Monday, January 5, 2015

Pro basketball player Larry Sanders reportedly apathetic about playing basketball

Two months into the first season of a four-year, $44 million contract extension to play the game of basketball, Milwaukee Bucks center Larry Sanders has reportedly decided he doesn't really feel like doing the job for which he's being paid so handsomely. According to Racine Journal Times columnist Gery Woelfel, Sanders has alerted "some Bucks officials that he doesn't want to play basketball anymore."
Forgive the disgruntled reporter in me, but there are a whole lot of other 26-year-olds out there who aren't too fond of their current professions, either, but still show up to work for an annual income that rivals Sanders' daily paycheck (roughly $30,000). Now, money isn't everything, and Sanders certainly has the right to explore whatever else his apathetic heart desires, but perhaps he should have considered that before agreeing to eat up a significant chunk of Milwaukee's salary structure through 2018.
Sanders hasn't always shown the soundest of judgment, and for that perhaps we should be most concerned. His current six-game absence — once termed an illness — is now being described by Bucks coach Jason Kidd to reporters as "personal reasons," so we certainly wish the best for his well being.
As for the Bucks, this latest report can't come as a complete shock. Since the breakout 2012-13 NBA season in which Sanders finished seventh in Defensive Player of the Year voting, earning his hefty raise in August 2013, he allegedly participated in a Milwaukee bar fight, suffered thumb and orbital socket injuries and professed his appreciation for marijuana, missing significant portions of last season as a result.
Draw your own conclusions about whether that last item and Woelfel's report are in any way related.
Oddly, after his disappointing 2013-14 season, the 6-foot-11 Sanders entered training camp this past September with a renewed vigor, accepting a personal failure for having "never really planned ahead" and adding during his media day session, "(I'm) probably as hungry as I've ever been to play, so I'm excited."
Munchies jokes aside, it was hard to imagine a healthy Sanders couldn't be motivated by an injury-plagued campaign and the added excitement of a new coach heading a roster replete with budding stars Brandon Knight, Giannis Antetokounmpo and Jabari Parker, but health isn't solely physical.

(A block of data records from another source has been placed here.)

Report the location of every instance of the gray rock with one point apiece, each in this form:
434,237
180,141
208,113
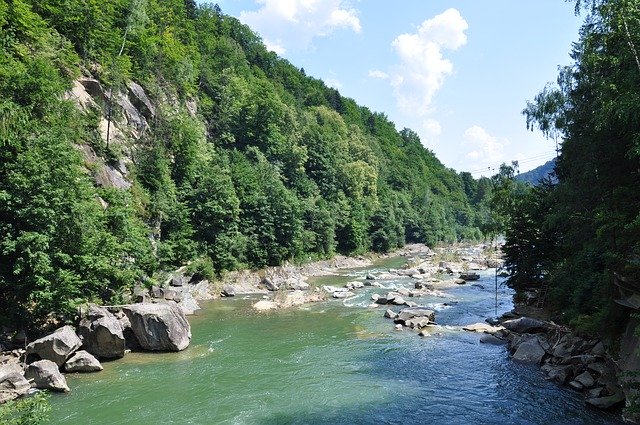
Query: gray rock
598,349
57,346
585,379
576,385
46,376
82,362
159,327
530,351
270,285
177,281
102,334
410,313
390,314
559,374
525,325
492,340
609,402
139,99
228,291
12,386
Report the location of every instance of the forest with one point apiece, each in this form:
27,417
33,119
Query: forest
243,160
580,233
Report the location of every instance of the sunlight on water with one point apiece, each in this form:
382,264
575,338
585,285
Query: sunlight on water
338,362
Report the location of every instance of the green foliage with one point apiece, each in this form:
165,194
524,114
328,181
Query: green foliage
574,235
31,410
245,161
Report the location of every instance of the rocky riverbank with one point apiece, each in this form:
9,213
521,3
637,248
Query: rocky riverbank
102,334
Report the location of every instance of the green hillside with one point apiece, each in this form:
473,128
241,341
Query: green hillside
141,135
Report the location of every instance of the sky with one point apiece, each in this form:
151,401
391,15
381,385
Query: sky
457,72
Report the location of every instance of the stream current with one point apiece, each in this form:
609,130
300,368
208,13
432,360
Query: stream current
335,362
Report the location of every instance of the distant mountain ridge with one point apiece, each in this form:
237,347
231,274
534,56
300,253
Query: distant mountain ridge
534,176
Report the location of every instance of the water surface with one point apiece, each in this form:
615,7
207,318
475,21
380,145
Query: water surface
337,362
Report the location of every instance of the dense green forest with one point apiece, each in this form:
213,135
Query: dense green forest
577,234
242,160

The Bucks have apparently seen the writing on the wall for some time now, dangling both Sanders and Knight to no avail last summer for Indiana Pacers center Roy Hibbert, according to Woelfel. While Knight's play this season has only increased his own value for a Milwaukee club off to a surprising 18-17 start sans Parker, who suffered a season-ending ACL tear, Sanders' reported disinterest in the game of basketball makes a once promising big man an untradeable asset in the span of roughly 16 months.
While, as BrewHoop's Frank Madden notes, the Bucks can suspend Sanders for refusing to do his job — forcing him to reconsider his work ethic (although that can raise other unwanted repercussions) — their current status as a non-taxpaying club leaves little room for recuperating their share of those funds.
Their only hope, really, is either rediscovering Sanders' love of the game or convincing him to put his money where his mind is and retire to concentrate on exploring those "other options" in earnest.